Released from their cells of origin, extracellular vesicles and particles (EVPs) mediate cell-cell communication. Noncoding RNA (ncRNA) is among its most important cargo, due to its retained regulatory function in recipient cells.
Now, scientists at Vanderbilt University Medical Center have collected publicly available sequencing data on ncRNAs in human EVPs, built interactive tools around it, and made it easily accessible to the world for open-ended study.

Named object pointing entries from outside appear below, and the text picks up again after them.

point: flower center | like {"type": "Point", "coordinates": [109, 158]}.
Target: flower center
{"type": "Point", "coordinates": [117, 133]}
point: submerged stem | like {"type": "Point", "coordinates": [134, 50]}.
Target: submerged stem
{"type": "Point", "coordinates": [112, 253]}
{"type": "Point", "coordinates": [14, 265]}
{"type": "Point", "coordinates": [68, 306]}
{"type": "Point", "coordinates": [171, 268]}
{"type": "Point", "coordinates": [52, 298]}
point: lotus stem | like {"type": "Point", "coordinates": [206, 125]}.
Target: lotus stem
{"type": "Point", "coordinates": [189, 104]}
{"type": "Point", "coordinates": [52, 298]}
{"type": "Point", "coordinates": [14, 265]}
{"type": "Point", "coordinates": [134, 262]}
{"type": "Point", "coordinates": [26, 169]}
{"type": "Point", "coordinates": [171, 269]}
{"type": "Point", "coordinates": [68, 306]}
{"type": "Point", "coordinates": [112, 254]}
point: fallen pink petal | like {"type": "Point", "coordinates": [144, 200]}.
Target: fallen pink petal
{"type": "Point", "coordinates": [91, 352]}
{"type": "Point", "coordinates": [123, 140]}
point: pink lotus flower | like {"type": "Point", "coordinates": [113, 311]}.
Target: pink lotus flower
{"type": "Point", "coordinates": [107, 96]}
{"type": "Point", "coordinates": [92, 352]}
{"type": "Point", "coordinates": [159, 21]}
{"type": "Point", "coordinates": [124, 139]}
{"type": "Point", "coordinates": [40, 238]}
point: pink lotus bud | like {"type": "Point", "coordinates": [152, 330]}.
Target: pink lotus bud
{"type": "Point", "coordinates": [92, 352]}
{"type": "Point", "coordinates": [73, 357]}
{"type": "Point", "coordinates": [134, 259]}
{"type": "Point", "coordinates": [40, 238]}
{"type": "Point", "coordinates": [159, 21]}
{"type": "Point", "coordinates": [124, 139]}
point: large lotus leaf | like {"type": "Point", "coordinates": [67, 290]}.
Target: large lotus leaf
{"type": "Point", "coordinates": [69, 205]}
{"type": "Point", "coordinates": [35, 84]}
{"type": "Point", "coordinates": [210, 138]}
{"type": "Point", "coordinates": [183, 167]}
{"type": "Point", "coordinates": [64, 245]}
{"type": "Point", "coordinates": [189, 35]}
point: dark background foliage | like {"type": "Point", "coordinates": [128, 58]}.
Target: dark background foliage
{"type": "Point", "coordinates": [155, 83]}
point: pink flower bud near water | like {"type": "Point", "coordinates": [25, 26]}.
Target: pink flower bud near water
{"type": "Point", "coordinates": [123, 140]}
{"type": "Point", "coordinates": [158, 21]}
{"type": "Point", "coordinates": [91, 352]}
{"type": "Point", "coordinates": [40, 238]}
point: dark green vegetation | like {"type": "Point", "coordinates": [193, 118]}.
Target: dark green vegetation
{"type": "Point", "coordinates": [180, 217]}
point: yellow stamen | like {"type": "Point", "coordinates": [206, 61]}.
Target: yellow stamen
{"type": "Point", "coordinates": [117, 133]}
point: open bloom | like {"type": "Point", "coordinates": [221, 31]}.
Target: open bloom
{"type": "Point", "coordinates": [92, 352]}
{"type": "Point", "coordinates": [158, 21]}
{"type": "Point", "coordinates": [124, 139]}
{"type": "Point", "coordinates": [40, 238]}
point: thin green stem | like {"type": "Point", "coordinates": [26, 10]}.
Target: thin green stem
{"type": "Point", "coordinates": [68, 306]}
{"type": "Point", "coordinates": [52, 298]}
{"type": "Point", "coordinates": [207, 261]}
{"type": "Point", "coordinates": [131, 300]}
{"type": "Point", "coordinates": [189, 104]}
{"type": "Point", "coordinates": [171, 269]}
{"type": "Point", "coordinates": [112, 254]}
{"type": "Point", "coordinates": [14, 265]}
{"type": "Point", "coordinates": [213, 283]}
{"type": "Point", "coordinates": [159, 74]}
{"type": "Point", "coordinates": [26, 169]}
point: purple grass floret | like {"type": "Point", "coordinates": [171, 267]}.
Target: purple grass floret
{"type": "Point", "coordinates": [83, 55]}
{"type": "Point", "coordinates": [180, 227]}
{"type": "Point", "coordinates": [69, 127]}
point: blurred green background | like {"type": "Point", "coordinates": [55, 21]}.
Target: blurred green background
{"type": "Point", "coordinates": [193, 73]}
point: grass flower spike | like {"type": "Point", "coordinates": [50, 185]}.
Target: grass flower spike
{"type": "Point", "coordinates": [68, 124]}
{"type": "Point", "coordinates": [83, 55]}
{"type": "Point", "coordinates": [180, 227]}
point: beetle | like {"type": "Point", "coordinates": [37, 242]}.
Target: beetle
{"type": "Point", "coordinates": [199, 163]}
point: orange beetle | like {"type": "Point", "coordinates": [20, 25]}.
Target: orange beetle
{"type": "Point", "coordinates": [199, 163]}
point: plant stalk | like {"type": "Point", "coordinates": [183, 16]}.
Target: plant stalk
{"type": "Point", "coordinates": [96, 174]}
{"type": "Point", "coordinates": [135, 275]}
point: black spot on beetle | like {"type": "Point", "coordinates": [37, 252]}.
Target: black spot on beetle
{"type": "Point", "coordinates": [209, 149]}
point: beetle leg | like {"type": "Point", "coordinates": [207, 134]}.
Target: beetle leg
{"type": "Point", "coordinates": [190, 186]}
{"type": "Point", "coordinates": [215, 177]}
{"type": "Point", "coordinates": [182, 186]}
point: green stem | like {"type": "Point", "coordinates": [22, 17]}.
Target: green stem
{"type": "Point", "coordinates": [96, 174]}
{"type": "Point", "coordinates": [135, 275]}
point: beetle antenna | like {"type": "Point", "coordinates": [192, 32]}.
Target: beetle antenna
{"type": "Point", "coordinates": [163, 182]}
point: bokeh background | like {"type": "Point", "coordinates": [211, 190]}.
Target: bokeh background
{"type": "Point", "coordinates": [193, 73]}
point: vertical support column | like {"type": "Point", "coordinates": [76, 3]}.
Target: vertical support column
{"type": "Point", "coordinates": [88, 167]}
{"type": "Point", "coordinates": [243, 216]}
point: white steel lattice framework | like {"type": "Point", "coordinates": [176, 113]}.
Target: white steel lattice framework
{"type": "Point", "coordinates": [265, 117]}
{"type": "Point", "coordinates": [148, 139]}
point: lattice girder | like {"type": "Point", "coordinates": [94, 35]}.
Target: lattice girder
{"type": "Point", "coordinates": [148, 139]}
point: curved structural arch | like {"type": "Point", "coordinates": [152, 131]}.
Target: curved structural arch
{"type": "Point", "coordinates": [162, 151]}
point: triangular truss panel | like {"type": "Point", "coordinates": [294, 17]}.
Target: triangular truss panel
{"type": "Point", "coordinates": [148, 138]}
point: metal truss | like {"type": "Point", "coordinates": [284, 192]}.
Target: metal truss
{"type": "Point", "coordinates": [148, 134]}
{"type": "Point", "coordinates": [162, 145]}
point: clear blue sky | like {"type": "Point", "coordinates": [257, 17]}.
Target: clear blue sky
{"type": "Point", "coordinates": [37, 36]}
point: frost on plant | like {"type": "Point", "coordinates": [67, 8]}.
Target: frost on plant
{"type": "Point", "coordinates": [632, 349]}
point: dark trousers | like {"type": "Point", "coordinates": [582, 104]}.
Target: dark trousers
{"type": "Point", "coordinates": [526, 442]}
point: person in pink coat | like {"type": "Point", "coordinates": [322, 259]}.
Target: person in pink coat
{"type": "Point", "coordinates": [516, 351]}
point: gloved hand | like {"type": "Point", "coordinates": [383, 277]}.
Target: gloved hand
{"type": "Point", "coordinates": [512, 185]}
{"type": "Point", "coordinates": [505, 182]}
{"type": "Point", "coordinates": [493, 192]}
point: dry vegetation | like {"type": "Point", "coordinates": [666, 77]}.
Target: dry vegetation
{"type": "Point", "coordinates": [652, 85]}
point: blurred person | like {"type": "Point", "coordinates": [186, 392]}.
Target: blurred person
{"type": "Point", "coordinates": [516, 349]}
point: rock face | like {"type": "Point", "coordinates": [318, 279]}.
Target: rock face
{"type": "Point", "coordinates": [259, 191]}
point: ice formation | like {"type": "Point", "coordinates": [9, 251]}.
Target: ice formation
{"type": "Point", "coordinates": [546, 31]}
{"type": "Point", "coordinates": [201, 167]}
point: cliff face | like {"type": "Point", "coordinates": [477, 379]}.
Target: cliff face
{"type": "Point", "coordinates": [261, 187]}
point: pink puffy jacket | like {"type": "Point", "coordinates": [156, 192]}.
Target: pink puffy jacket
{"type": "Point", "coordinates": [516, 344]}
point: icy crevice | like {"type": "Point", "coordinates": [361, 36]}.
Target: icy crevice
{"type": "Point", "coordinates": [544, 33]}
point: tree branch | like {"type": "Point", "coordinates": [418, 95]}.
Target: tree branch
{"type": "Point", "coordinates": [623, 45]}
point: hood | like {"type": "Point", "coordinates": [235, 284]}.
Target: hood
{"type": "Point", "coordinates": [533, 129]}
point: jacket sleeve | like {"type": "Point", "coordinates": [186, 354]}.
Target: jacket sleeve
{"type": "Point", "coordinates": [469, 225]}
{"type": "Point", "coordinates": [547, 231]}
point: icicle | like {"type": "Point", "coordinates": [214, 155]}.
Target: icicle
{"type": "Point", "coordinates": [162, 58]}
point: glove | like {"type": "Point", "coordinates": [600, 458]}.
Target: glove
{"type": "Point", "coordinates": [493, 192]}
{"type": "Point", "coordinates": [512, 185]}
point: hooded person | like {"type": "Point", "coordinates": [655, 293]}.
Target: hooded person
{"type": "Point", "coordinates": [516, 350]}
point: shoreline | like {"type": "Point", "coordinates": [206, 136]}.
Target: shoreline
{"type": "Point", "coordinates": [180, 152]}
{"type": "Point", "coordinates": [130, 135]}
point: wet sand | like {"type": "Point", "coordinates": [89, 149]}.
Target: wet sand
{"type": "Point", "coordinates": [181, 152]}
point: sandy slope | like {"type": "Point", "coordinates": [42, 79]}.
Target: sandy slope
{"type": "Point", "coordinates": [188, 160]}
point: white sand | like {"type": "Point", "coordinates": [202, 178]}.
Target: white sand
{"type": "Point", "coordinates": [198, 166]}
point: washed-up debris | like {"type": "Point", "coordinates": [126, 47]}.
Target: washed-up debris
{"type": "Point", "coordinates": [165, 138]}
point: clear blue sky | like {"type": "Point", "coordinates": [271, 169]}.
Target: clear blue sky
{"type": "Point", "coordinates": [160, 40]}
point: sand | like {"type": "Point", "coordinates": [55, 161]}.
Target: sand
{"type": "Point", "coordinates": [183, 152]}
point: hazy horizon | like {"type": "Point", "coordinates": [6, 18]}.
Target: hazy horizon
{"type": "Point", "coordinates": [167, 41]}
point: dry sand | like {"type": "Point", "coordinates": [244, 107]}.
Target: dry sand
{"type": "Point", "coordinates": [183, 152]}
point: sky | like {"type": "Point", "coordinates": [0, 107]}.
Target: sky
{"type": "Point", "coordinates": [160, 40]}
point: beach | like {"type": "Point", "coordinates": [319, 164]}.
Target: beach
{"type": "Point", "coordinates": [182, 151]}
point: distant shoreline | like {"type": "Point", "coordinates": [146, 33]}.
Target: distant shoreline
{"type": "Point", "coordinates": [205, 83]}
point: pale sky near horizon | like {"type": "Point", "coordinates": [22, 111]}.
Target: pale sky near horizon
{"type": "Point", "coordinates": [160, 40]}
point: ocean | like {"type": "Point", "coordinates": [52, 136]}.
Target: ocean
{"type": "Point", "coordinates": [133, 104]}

As reported in the Journal of Molecular Biology, Hua-chang Chen, PhD, Jing Wang, PhD, Yu Shyr, PhD, Qi Liu, PhD, and colleagues have named their online VUMC platform EVPsort, short for Extracellular Vesicles and Particles Profiling and Sorting.
Drawing from numerous studies and external databases — 3,162 datasets in all — the platform serves up information on the relative abundance of all types of ncRNAs across various biofluids, cell lines, and disease and drug contexts, as well as connections to upstream RNA-binding proteins and motifs and downstream targets and pathways.
The authors join other researchers in seeing a future for extracellular ncRNA in medical diagnosis and therapeutics.
Others on the study include Robert Coffey, MD, James Patton, PhD, and Alissa Weaver, MD, PhD.
The study was supported by the National Institutes of Health (grants U2CCA233291, P01CA229123, U54CA274367, P01AI139449, P30CA068485).